Although overexpressed mutant ATXN2-AS fragments readily aggregate into RNA foci in SK-N-MC cells (see Fig 8C, D), RNA foci in Purkinje neurons in SCA2 human brain were uncommon (2%), and present in only 2 (of 5) brains (see Fig 8G, H). We suspect this likely underestimates the actual frequency of RNA foci in Purkinje cells. It is possible that our in situ approach is less effective in detecting RNA foci in tissue than in our cell models. In addition, Purkinje cells containing foci may have been lost at an earlier stage of disease. Also, levels of lipofuscin in Purkinje neurons may have obscured foci. Although we have previously used treatment with Sudan black B30 to decrease lipofuscin autofluorescence in human HDL2 tissue,30 this treatment also significantly decreases the fluorescent signal from the in situ probes. In the future, alternative approaches may be necessary to more accurately determine the frequency of ATXN2-AS RNA foci in SCA2 brains. It should be noted, however, that the role of RNA foci in neurotoxicity remains controversial46,47; it is not fully established whether the foci themselves are protective or neurotoxic. Recent work describing a transgenic BAC mouse model expressing expanded C9orf72 (expC9orf72) and exhibiting widespread RNA foci, but lacking behavioral abnormalities and neurodegeneration, even at advanced ages, suggests that RNA foci are not sufficient to trigger toxicity in ALS.48 Interestingly, protein inclusions are also rare in SCA2 brains and may not be an essential component of the pathogenesis of SCA2 49 or of other polyglutamine diseases.50 Similarly, although RNA foci are found in all CAG/CTG repeat diseases associated with RNA neurotoxicity,30,51–53 we predict that soluble RNA and/or RNA foci precursors rather than fully formed RNA foci are the essential feature of CUG repeat neurotoxicity.

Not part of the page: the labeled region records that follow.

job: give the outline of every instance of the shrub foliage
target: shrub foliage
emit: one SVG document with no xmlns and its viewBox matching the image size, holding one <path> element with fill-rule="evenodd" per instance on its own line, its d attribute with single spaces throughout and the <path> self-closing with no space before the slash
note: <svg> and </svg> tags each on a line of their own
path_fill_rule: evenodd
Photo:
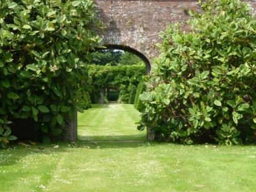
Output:
<svg viewBox="0 0 256 192">
<path fill-rule="evenodd" d="M 93 7 L 91 0 L 0 1 L 0 133 L 9 121 L 31 119 L 46 135 L 59 135 L 81 108 L 75 90 L 87 81 L 83 58 L 100 41 L 91 30 L 100 24 Z"/>
<path fill-rule="evenodd" d="M 251 142 L 256 135 L 256 20 L 239 0 L 206 0 L 189 32 L 161 33 L 157 69 L 141 96 L 139 129 L 191 143 Z"/>
<path fill-rule="evenodd" d="M 106 95 L 107 89 L 119 91 L 118 101 L 134 102 L 136 87 L 146 73 L 144 64 L 141 65 L 88 66 L 92 86 L 92 101 L 97 102 L 100 95 Z"/>
</svg>

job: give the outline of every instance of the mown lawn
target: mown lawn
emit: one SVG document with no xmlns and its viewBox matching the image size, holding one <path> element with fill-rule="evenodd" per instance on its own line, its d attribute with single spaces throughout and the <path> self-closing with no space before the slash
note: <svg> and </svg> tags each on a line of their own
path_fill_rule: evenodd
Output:
<svg viewBox="0 0 256 192">
<path fill-rule="evenodd" d="M 76 145 L 0 150 L 1 191 L 256 191 L 256 146 L 148 142 L 132 105 L 93 107 Z"/>
</svg>

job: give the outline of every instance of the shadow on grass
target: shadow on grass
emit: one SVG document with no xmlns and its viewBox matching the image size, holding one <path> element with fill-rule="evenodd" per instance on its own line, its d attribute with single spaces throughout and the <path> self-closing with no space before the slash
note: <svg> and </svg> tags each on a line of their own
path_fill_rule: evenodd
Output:
<svg viewBox="0 0 256 192">
<path fill-rule="evenodd" d="M 95 135 L 84 136 L 78 135 L 80 141 L 146 141 L 145 134 L 124 135 Z"/>
<path fill-rule="evenodd" d="M 110 105 L 111 104 L 92 104 L 92 107 L 90 109 L 109 108 Z"/>
</svg>

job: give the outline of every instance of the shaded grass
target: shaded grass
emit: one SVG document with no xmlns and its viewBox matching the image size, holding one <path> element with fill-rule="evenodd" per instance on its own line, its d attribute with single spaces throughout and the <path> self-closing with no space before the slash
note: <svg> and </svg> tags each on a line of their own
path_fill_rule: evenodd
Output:
<svg viewBox="0 0 256 192">
<path fill-rule="evenodd" d="M 132 111 L 131 106 L 119 107 Z M 109 113 L 121 110 L 117 108 Z M 102 108 L 98 109 L 102 110 Z M 130 112 L 127 114 L 135 117 L 136 111 Z M 80 121 L 79 124 L 107 125 L 102 122 L 107 118 L 98 122 L 97 118 L 104 114 L 99 111 L 93 113 L 96 117 L 93 119 L 93 115 L 89 114 L 90 122 Z M 139 117 L 134 117 L 134 117 L 127 118 L 132 121 Z M 1 191 L 256 191 L 255 146 L 189 146 L 148 142 L 142 137 L 140 141 L 135 142 L 136 134 L 144 135 L 145 133 L 133 128 L 132 131 L 122 129 L 121 126 L 123 131 L 116 133 L 117 139 L 112 142 L 107 140 L 112 139 L 110 133 L 95 127 L 101 130 L 98 134 L 106 134 L 109 137 L 98 136 L 99 138 L 96 138 L 100 141 L 94 142 L 82 135 L 87 132 L 92 139 L 96 137 L 95 130 L 90 132 L 91 129 L 86 130 L 91 127 L 84 127 L 80 130 L 80 138 L 86 140 L 80 140 L 76 144 L 59 142 L 55 144 L 60 146 L 56 149 L 52 145 L 28 147 L 14 145 L 14 148 L 1 150 Z M 121 142 L 126 134 L 132 135 L 130 141 Z M 44 149 L 40 150 L 39 146 Z"/>
<path fill-rule="evenodd" d="M 78 114 L 78 137 L 87 141 L 145 141 L 146 132 L 137 130 L 140 113 L 129 104 L 94 104 Z"/>
</svg>

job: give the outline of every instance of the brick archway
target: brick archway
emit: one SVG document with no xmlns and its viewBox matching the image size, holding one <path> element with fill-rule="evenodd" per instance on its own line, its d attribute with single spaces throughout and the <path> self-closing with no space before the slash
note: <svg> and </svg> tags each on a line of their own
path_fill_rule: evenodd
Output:
<svg viewBox="0 0 256 192">
<path fill-rule="evenodd" d="M 149 61 L 149 59 L 142 53 L 139 52 L 139 51 L 130 47 L 127 46 L 122 45 L 104 45 L 104 46 L 105 48 L 96 48 L 96 51 L 99 50 L 119 50 L 129 52 L 131 53 L 134 54 L 139 57 L 146 65 L 146 73 L 148 74 L 151 71 L 151 65 L 150 62 Z"/>
</svg>

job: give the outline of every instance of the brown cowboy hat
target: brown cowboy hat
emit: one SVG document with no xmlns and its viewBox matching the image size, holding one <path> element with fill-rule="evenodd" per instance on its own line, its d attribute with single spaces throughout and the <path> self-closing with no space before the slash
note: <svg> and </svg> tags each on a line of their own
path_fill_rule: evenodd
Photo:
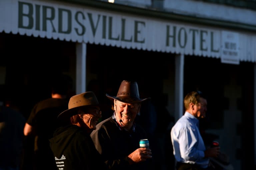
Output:
<svg viewBox="0 0 256 170">
<path fill-rule="evenodd" d="M 81 108 L 98 107 L 99 102 L 96 96 L 92 92 L 87 92 L 72 96 L 68 102 L 68 109 L 58 116 L 59 119 L 69 118 L 77 114 L 76 112 Z"/>
<path fill-rule="evenodd" d="M 111 96 L 108 94 L 106 95 L 111 100 L 116 99 L 125 103 L 136 103 L 150 98 L 140 99 L 137 82 L 127 80 L 123 80 L 121 83 L 116 96 Z"/>
</svg>

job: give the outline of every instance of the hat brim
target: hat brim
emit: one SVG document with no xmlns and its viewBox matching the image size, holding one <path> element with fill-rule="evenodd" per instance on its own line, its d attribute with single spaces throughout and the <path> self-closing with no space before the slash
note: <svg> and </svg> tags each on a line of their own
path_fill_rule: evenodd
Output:
<svg viewBox="0 0 256 170">
<path fill-rule="evenodd" d="M 120 96 L 119 97 L 111 96 L 108 94 L 106 94 L 106 96 L 111 101 L 113 101 L 114 100 L 118 100 L 121 102 L 125 103 L 137 103 L 145 101 L 149 99 L 150 98 L 149 97 L 146 99 L 138 99 L 137 98 L 134 98 L 128 96 Z"/>
<path fill-rule="evenodd" d="M 58 116 L 58 119 L 60 120 L 66 120 L 70 118 L 70 117 L 78 114 L 77 110 L 81 108 L 87 108 L 99 107 L 99 105 L 90 105 L 88 106 L 82 106 L 66 110 L 61 112 Z"/>
<path fill-rule="evenodd" d="M 210 159 L 211 161 L 217 164 L 221 167 L 223 168 L 224 169 L 226 170 L 234 170 L 234 167 L 230 163 L 227 164 L 224 164 L 214 158 L 210 158 Z"/>
</svg>

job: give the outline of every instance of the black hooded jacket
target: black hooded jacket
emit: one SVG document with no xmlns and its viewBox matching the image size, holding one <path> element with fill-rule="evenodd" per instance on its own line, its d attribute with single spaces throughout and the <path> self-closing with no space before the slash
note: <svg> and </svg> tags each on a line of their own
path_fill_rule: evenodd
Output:
<svg viewBox="0 0 256 170">
<path fill-rule="evenodd" d="M 78 126 L 59 128 L 49 140 L 57 169 L 106 169 L 89 134 Z"/>
</svg>

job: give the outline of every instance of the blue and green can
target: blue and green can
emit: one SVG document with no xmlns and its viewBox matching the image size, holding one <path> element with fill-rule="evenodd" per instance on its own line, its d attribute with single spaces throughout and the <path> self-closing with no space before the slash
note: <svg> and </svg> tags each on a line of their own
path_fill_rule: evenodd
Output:
<svg viewBox="0 0 256 170">
<path fill-rule="evenodd" d="M 144 139 L 140 140 L 140 147 L 146 147 L 149 148 L 149 142 L 147 139 Z"/>
</svg>

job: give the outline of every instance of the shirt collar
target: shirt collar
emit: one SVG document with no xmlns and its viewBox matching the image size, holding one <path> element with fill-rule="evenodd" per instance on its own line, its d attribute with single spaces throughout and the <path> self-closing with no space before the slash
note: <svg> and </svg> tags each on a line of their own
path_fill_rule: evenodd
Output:
<svg viewBox="0 0 256 170">
<path fill-rule="evenodd" d="M 116 120 L 116 118 L 115 113 L 115 112 L 114 112 L 114 114 L 113 114 L 113 115 L 112 115 L 112 119 L 113 119 L 113 120 L 115 121 L 115 122 L 116 123 L 116 126 L 120 130 L 126 130 L 124 128 L 120 125 L 120 123 L 117 121 L 118 121 Z M 135 123 L 134 122 L 132 124 L 132 131 L 133 132 L 135 131 L 135 128 L 136 126 L 135 126 Z"/>
<path fill-rule="evenodd" d="M 184 116 L 189 118 L 191 121 L 196 124 L 198 127 L 199 126 L 199 120 L 198 120 L 198 119 L 192 115 L 192 114 L 188 112 L 185 112 Z"/>
</svg>

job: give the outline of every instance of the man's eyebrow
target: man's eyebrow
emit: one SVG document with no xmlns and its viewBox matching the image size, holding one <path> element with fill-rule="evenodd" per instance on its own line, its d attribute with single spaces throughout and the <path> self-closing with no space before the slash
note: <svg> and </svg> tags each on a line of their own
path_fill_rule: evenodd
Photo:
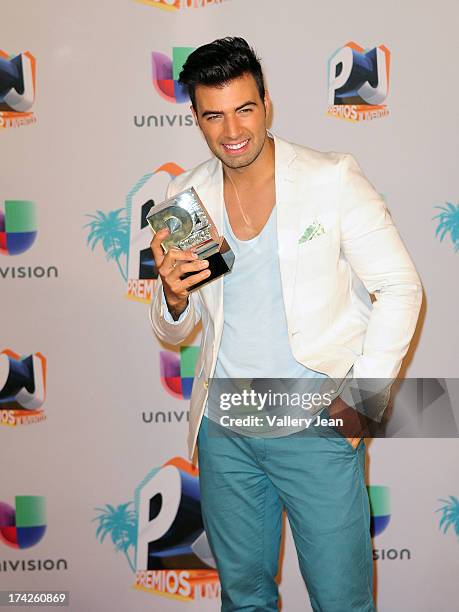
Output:
<svg viewBox="0 0 459 612">
<path fill-rule="evenodd" d="M 241 110 L 242 108 L 245 108 L 246 106 L 257 106 L 256 102 L 253 102 L 252 100 L 249 100 L 248 102 L 244 102 L 244 104 L 241 104 L 240 106 L 238 106 L 235 111 L 237 112 L 238 110 Z M 207 115 L 223 115 L 223 111 L 204 111 L 201 114 L 201 117 L 207 117 Z"/>
</svg>

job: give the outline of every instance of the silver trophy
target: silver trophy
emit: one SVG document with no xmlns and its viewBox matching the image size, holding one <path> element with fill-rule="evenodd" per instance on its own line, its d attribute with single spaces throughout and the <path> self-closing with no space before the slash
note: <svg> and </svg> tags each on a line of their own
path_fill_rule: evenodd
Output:
<svg viewBox="0 0 459 612">
<path fill-rule="evenodd" d="M 155 234 L 165 227 L 169 230 L 169 235 L 161 242 L 165 253 L 171 248 L 186 251 L 195 247 L 199 259 L 208 260 L 210 276 L 193 285 L 190 291 L 231 272 L 234 253 L 225 238 L 218 235 L 214 222 L 193 187 L 152 206 L 147 221 Z M 182 278 L 190 274 L 195 272 L 188 272 Z"/>
</svg>

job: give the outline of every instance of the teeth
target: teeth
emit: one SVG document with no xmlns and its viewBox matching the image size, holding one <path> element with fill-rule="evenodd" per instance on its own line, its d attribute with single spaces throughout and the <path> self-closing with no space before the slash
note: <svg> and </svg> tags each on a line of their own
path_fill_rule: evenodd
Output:
<svg viewBox="0 0 459 612">
<path fill-rule="evenodd" d="M 238 149 L 242 149 L 242 147 L 245 147 L 245 145 L 248 143 L 248 140 L 244 140 L 244 142 L 241 142 L 238 145 L 224 145 L 227 149 L 232 149 L 233 151 L 237 151 Z"/>
</svg>

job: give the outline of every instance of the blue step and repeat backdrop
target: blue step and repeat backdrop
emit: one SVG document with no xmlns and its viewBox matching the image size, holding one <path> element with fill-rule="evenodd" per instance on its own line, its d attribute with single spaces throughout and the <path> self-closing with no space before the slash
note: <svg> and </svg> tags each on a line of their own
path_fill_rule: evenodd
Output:
<svg viewBox="0 0 459 612">
<path fill-rule="evenodd" d="M 199 330 L 177 349 L 148 321 L 145 203 L 208 157 L 181 65 L 244 36 L 272 130 L 357 157 L 424 285 L 403 373 L 447 385 L 459 373 L 458 4 L 0 8 L 0 590 L 68 590 L 78 611 L 218 610 L 185 444 Z M 368 444 L 382 612 L 457 610 L 458 459 L 452 438 Z M 282 558 L 282 609 L 309 610 L 288 524 Z"/>
</svg>

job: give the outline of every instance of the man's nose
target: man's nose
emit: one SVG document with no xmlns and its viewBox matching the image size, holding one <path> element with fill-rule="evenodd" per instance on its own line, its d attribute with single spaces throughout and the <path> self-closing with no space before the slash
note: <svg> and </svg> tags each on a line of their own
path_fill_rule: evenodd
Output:
<svg viewBox="0 0 459 612">
<path fill-rule="evenodd" d="M 236 140 L 241 135 L 241 126 L 236 115 L 225 117 L 225 136 L 232 140 Z"/>
</svg>

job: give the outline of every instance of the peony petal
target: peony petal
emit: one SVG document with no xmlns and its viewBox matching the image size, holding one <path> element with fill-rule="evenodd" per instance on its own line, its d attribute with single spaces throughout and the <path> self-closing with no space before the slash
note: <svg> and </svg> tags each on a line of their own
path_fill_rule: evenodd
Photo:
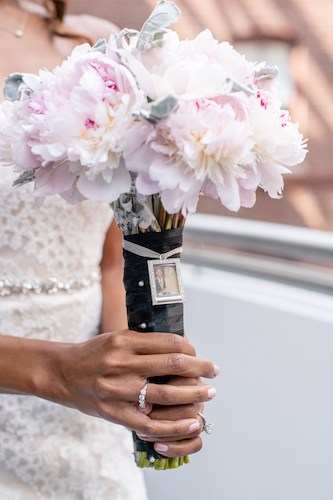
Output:
<svg viewBox="0 0 333 500">
<path fill-rule="evenodd" d="M 122 193 L 131 189 L 131 175 L 123 165 L 113 170 L 112 179 L 106 182 L 103 174 L 98 175 L 93 181 L 89 181 L 85 175 L 81 175 L 77 181 L 80 193 L 92 201 L 106 201 L 111 203 Z"/>
</svg>

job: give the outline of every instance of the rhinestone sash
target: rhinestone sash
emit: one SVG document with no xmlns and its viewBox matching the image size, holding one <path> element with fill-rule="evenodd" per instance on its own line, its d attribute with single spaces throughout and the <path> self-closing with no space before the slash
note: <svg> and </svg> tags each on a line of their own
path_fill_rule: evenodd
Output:
<svg viewBox="0 0 333 500">
<path fill-rule="evenodd" d="M 48 294 L 56 293 L 71 294 L 75 291 L 90 287 L 101 280 L 100 271 L 93 271 L 86 276 L 62 279 L 50 276 L 45 281 L 40 280 L 9 280 L 0 278 L 0 297 L 12 295 Z"/>
</svg>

NATs frequently regulate the expression of the gene on the sense strand.23,37 Our preliminary data suggest that overexpression of an ATXN2-AS fragment in trans does not have a substantial effect on the expression of endogenous ATXN2 transcript or protein in SK-N-MC neuroblastoma cells (data not shown). Whether ATXN2-AS affects the expression of ATXN2 or ATXN2 in cis remains to be examined. In addition, ATXN2-AS may affect the expression or splicing of BRAP on the sense strand, upstream from the ATXN2 locus (see Fig 2A). Although additional experiments are required to investigate the regulatory role of ATXN2-AS, ATXN2-AS may also serve other cellular functions, the disruption of which by the CUG expansion triggers pathogenic mechanisms that contribute to SCA2 and ALS. In a number of CAG/CUG repeat diseases, mutant transcripts aberrantly interact with RBPs involved in a range of cellular processes, including rRNA processing and splicing. Consistent with these findings, we demonstrate that APP and NMDA-R1 are misspliced in SCA2. The splicing of these two genes is, as mentioned above, thought to be under the control of MBNL1 that is sequestered into RNA foci in brain or model systems of several CAG/CUG repeat expansion diseases,30,31,36,51,52 and in our ATXN2-AS cell model (see Fig 8M–V). The APP splicing in SCA2 cerebellum shifts toward exon 7 inclusion, whereas that of the NMDA-R1 shifts toward exon 5 exclusion (see Fig 6A–C). Interestingly, this appears to be opposite to the splicing changes observed in DM1 and HDL2 cortex.29,30 We speculate that this is due to the cell-type specificity of missplicing (neurons in SCA2 vs glia in DM and HDL2), which may be dependent on the CUG repeat flanking sequence. Future studies examining the effect of expATXN2-AS on APP and NMDA-R1 splicing in cultured differentiated neurons and glia will help address this question. It is intriguing that the APP and NMDA-R1 splicing patterns in SCA2 resemble those in AD,42,43 suggesting the possibility of a shared pathogenic mechanism.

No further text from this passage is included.